The opinions break down as follows:
Part II of Justice Scalia’s majority opinion concludes that the class action does not satisfy the “commonality” requirement of Rule 23(a). See FRCP 23(a)(2) (requiring that “there are questions of law or fact common to the class”). Justice Ginsburg's opinion disagrees with the majority on this issue. (Recap here.)
Part III of Justice Scalia’s opinion, which is joined by all nine Justices, concludes that the class members’ claims for backpay were not properly certified under Rule 23(b)(2), which allows class treatment “when the party opposing the class has acted or refused to act on grounds that apply generally to the class, so that final injunctive relief or corresponding declaratory relief is appropriate respecting the class as a whole.” (Recap here.)

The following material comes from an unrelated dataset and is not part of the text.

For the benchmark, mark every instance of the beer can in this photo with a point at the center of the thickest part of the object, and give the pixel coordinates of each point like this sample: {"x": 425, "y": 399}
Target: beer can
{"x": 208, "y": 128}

Professor Henry Noyes (Chapman University) has posted on SSRN a draft of his article, The Rise of the Common Law of Federal Pleading: Iqbal, Twombly and the Application of Judicial Experience, which is forthcoming in the Villanova Law Review. Here’s the abstract:
With its decisions in Twombly and Iqbal, the Supreme Court established a new federal pleading standard: a complaint must state a plausible claim for relief. Many commentators have written about the meaning of plausibility. None has focused on the Court’s statement that “[d]etermining whether a complaint states a plausible claim for relief...will be a context-specific task that requires the reviewing court to draw on its judicial experience and common sense.” In this article, I make and support several claims about the meaning and application of judicial experience. First, in order to understand and define the plausibility standard, one must understand the meaning and application of judicial experience. The requirement that district courts apply judicial experience to resolve a motion to dismiss is a new part of the federal pleading regime, just like the new plausibility standard. Second, the application of judicial experience – as intended by the Supreme Court – requires district courts to consider information and evidence beyond that alleged in the complaint when resolving a motion to dismiss. Third, and contrary to conventional wisdom, the Supreme Court does not intend the application of judicial experience to involve a subjective analysis of the plausibility of a claim. Instead, the Supreme Court intends district courts to consider a larger, objective body of experience – beyond the subjective experience of any particular district court – with similar factual scenarios. Fourth, the Supreme Court anticipates that the application of judicial experience will require district courts to develop a common law of pleading standards that will vary with the type of claim, the type of claimant, the type of defendant and the alleged factual scenario. The Court has expressly denied that plausibility “require[s] heightened fact pleading of specifics,” but what plausibility means is informed by judicial experience. Sometimes plausibility requires more convincing facts (not more specific facts). Finally, I argue that this new pleading regime that requires the application of judicial experience at the pleading stage – even where it is based on objective information – is inappropriate and inconsistent with the adversarial nature of litigation.